FOR generations, oil and stability have gone hand in hand in Saudi Arabia. The puritanically conservative kingdom has used its oil wealth to buy loyalty at home and friends abroad. But since King Salman came to the throne last year, his 30-year-old son, Muhammad, has injected unpredictability into the Middle East.
Critics consider the deputy crown prince a hothead, whose dangerous obsession with Iran, Saudi Arabia’s rival, is feeding sectarianism and fraying relations with America. At home, though, the impetuousness of Muhammad bin Salman may be just what Saudi Arabia needs to start weaning itself off oil, the price of which has fallen sharply over the past 18 months. A big test comes on April 25th, when the prince is due to unveil the kingdom’s long-delayed “Vision” reform plan.

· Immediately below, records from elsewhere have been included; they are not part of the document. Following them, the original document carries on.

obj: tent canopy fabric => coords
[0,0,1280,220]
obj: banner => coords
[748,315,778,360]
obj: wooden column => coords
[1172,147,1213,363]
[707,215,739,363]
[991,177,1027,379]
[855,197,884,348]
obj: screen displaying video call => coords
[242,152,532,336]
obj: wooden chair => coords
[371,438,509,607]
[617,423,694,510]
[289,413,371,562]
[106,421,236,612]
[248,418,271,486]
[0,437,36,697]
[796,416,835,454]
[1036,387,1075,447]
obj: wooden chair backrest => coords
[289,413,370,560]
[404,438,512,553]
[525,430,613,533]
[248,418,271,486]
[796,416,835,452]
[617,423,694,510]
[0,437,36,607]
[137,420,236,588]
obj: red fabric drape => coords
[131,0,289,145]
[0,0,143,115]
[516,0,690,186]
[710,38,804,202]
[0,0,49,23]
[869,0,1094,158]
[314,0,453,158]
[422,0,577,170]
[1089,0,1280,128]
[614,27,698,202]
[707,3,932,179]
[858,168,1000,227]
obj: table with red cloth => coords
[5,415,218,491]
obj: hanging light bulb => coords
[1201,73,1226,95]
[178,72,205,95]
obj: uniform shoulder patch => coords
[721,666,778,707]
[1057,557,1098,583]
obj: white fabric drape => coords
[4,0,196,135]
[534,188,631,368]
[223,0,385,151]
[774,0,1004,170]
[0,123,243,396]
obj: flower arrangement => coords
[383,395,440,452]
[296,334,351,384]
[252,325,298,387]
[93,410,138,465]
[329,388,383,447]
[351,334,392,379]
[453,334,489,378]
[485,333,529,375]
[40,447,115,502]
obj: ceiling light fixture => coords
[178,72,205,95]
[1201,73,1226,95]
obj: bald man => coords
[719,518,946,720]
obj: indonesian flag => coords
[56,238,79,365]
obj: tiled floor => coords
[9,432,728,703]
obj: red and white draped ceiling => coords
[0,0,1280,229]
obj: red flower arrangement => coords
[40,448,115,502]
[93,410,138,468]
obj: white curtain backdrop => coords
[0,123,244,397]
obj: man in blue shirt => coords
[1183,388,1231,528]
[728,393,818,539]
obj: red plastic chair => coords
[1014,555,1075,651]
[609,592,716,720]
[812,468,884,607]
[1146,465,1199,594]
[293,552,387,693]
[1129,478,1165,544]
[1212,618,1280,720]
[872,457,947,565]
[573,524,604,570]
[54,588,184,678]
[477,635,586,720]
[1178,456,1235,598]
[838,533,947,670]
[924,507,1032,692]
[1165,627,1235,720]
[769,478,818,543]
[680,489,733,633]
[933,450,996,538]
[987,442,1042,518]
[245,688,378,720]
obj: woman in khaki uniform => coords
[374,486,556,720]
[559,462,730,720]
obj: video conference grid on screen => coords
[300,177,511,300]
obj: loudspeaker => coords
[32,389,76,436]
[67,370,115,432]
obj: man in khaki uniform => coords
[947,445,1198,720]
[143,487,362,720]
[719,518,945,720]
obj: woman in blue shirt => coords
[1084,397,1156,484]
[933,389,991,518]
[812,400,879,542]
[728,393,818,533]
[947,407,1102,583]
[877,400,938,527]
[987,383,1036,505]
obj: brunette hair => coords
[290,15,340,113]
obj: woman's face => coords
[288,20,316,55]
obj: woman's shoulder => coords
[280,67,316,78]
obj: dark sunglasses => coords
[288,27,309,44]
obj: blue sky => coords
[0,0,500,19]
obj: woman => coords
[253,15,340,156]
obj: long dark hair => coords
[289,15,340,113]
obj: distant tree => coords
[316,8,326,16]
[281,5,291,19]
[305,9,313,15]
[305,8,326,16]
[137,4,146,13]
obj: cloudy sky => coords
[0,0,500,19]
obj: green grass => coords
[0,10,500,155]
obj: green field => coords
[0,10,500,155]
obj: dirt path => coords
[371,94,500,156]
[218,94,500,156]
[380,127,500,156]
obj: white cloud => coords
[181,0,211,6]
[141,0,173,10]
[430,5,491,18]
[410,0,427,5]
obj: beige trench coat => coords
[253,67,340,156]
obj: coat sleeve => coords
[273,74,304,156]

Under the prince, Saudi Arabia has certainly seemed rash. A year ago it went to war in Yemen, and is now bogged down. In January it executed a prominent Shia cleric, inflaming relations with Iran. Days later the prince revealed to this newspaper plans to float shares in Saudi Aramco, thought to be the world’s biggest company, surprising executives and ministers alike. On April 17th he torpedoed an attempt in Doha by some of the world’s leading oil producers to raise the price of crude by holding output steady. By sinking the agreement at the eleventh hour, he destroyed the credibility of technocrats such as the veteran Saudi oil minister, Ali al-Naimi (see article).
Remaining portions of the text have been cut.